Provides an implementation of today's most used tokenizers, with a focus on performance and versatility.

Bindings over the Rust implementation. If you are interested in the High-level design, you can go check it there.

Otherwise, let's dive in!

Main features:

  • Train new vocabularies and tokenize using 4 pre-made tokenizers (Bert WordPiece and the 3 most common BPE versions).
  • Extremely fast (both training and tokenization), thanks to the Rust implementation. Takes less than 20 seconds to tokenize a GB of text on a server's CPU.
  • Easy to use, but also extremely versatile.
  • Designed for research and production.
  • Normalization comes with alignments tracking. It's always possible to get the part of the original sentence that corresponds to a given token.
  • Does all the pre-processing: Truncate, Pad, add the special tokens your model needs.

Installation

With pip:

pip install tokenizers

From sources:

To use this method, you need to have the Rust installed:

# Install with:
curl https://sh.rustup.rs -sSf | sh -s -- -y
export PATH="$HOME/.cargo/bin:$PATH"

Once Rust is installed, you can compile doing the following

git clone https://github.com/huggingface/tokenizers
cd tokenizers/bindings/python

# Create a virtual env (you can use yours as well)
python -m venv .env
source .env/bin/activate

# Install `tokenizers` in the current virtual env
pip install setuptools_rust
python setup.py install

Load a pretrained tokenizer from the Hub

from tokenizers import Tokenizer

tokenizer = Tokenizer.from_pretrained("bert-base-cased")

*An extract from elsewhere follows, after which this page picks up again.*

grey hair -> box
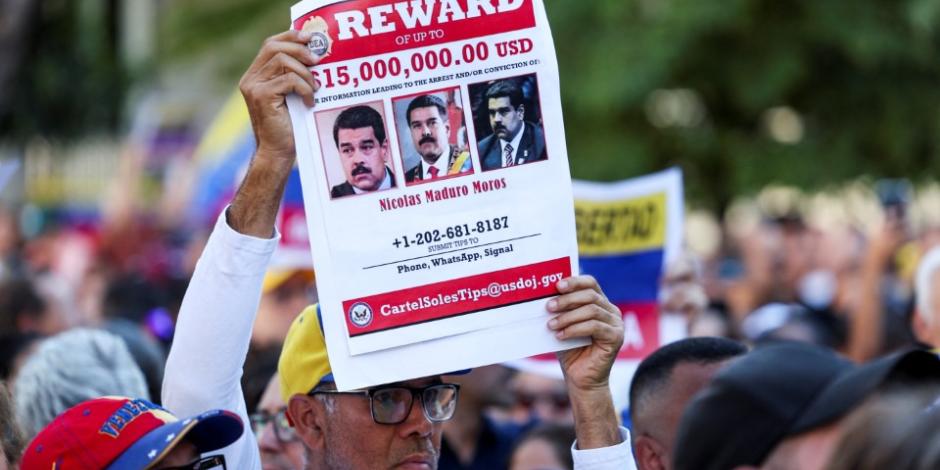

Using the provided Tokenizers

We provide some pre-build tokenizers to cover the most common cases. You can easily load one of these using some vocab.json and merges.txt files:

from tokenizers import CharBPETokenizer

# Initialize a tokenizer
vocab = "./path/to/vocab.json"
merges = "./path/to/merges.txt"
tokenizer = CharBPETokenizer(vocab, merges)

# And then encode:
encoded = tokenizer.encode("I can feel the magic, can you?")
print(encoded.ids)
print(encoded.tokens)

And you can train them just as simply:

from tokenizers import CharBPETokenizer

# Initialize a tokenizer
tokenizer = CharBPETokenizer()

# Then train it!
tokenizer.train([ "./path/to/files/1.txt", "./path/to/files/2.txt" ])

# Now, let's use it:
encoded = tokenizer.encode("I can feel the magic, can you?")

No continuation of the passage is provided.